Title: 群oidal 和截断的$n$-准范畴

Abstract: We define groupoidal and $(n+k)$-truncated $n$-quasi-categories, which are the translation to the world of $n$-quasi-categories of groupoidal and truncated $(\infty, n)$-$\Theta$-spaces defined by Rezk. We show that these objects are the fibrant objects of model structures on the category of presheaves on $\Theta_n$ obtained by localisation of Ara's model structure for $n$-quasi-categories. Furthermore, we prove that the inclusion $\Delta \to \Theta_n$ induces a Quillen equivalence between the model structure for groupoidal (resp. and $n$-truncated) $n$-quasi-categories and the Kan-Quillen model structure for spaces (resp. homotopy $n$-types) on simplicial sets.

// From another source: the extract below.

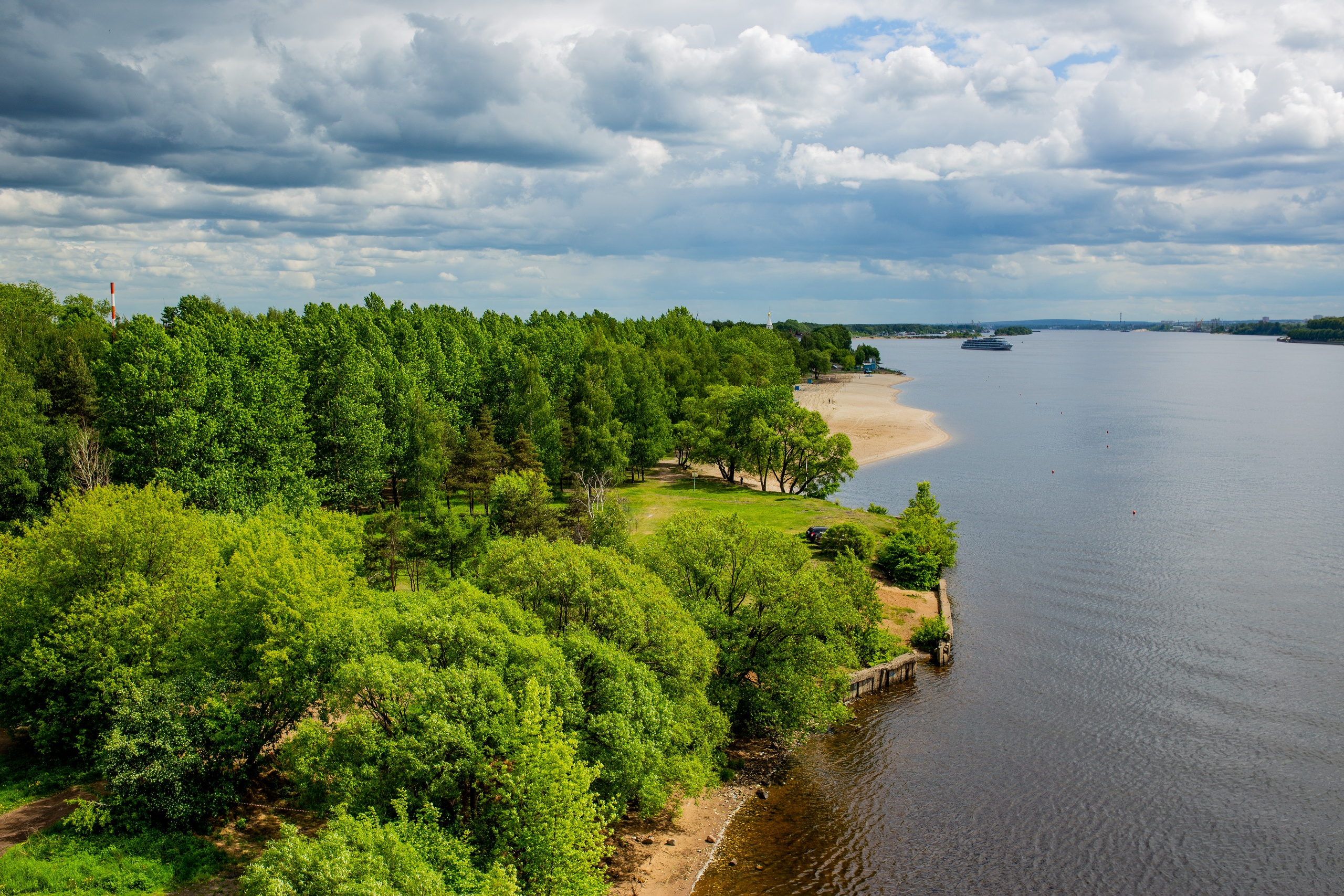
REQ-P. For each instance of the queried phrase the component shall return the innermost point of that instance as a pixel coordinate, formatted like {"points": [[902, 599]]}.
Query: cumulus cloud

To get to these results, we also construct a cylinder object for $n$-quasi-categories. Show Chinese abstract

Abstract: 我们定义了群素的和$(n+k)$-截断的$n$-准范畴，这些是将 Rezk 定义的群素和截断的$(\infty, n)$-$\Theta$-空间翻译到$n$-准范畴世界中的结果。 我们证明这些对象是通过局部化 Ara 对$n$-准范畴的模型结构，在预层范畴$\Theta_n$上得到的模型结构中的纤维对象。 此外，我们证明包含关系$\Delta \to \Theta_n$在群域（相应地，和$n$-截断）$n$-准范畴的模型结构与单纯集上的空间（相应地，同伦$n$-类型）的Kan-Quillen模型结构之间诱导了一个Quillen等价。为了得到这些结果，我们还为$n$-准范畴构造了一个圆柱对象。